Blue hydrogen will help the Duisburg site achieve nearly climate-neutral steel production in the short- and mid-term, during which time green hydrogen produced from water using renewable energy-powered electrolysis will not be available in sufficient quantities, Thyssenkrupp said. 

"The partners are convinced that blue hydrogen as a reliable and available technology has the potential to ramp up the European hydrogen market," the steel producer said. "Especially taking into consideration the recent decision by the EU to set more ambitious climate targets for 2030, blue hydrogen can play a significant role going forward as a viable and early source for nearly climate-neutral hydrogen in large quantities and therefore in achieving these goals."

Blue hydrogen will help establish the necessary infrastructure and market to spur development of other hydrogen types in the future, it said. The study estimates the cost of blue hydrogen at €58 ($70.7)/MWh, assuming a long-term average gas price of €23/MWh.
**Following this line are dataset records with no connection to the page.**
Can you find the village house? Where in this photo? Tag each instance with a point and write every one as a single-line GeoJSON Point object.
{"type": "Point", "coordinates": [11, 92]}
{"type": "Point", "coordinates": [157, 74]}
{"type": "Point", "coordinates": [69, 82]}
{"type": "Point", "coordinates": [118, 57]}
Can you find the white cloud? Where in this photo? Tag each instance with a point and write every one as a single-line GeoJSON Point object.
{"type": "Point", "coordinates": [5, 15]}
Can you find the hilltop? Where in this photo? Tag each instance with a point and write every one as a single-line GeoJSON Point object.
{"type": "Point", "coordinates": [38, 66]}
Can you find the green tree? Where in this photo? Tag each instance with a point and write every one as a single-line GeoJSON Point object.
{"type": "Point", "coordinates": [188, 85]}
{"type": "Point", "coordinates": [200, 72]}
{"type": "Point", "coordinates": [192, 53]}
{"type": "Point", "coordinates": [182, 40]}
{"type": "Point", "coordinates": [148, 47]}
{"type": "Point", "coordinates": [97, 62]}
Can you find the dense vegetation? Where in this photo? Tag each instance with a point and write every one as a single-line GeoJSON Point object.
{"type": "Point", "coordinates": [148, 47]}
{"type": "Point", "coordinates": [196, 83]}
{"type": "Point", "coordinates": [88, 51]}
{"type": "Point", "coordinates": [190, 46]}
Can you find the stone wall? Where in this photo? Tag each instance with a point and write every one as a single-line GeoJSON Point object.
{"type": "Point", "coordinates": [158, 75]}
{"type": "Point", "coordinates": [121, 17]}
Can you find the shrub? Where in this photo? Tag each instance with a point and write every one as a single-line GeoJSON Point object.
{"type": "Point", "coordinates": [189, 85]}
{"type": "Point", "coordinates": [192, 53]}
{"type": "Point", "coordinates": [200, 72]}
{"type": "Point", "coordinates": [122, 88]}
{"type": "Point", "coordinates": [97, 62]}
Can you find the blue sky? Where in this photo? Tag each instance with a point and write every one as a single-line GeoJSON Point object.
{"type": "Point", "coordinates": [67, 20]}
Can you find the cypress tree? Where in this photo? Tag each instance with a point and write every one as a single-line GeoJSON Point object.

The companies have identified three potential sites for a hydrogen plant: one on the Dutch coast in Eemshaven and two others on the German North Sea shore. Production capacity is expected to range between 1.4 and 2.7 GW. CO2 produced in the process would likely be stored at the Equinor-led Northern Lights project off Norway, although other options including the Porthos scheme off the Dutch coast are also on the table.

Before the project can go ahead, though, the regulatory frameworks in Germany and the EU governing the conversion of gas pipelines to hydrogen and the transport of hydrogen independent from its production technology need clarification, Thyssenkrupp noted. Germany and the Netherlands also need to align grid development and transport arrangements.

The partners say the project's entire value chain could be up and running as early as 2027.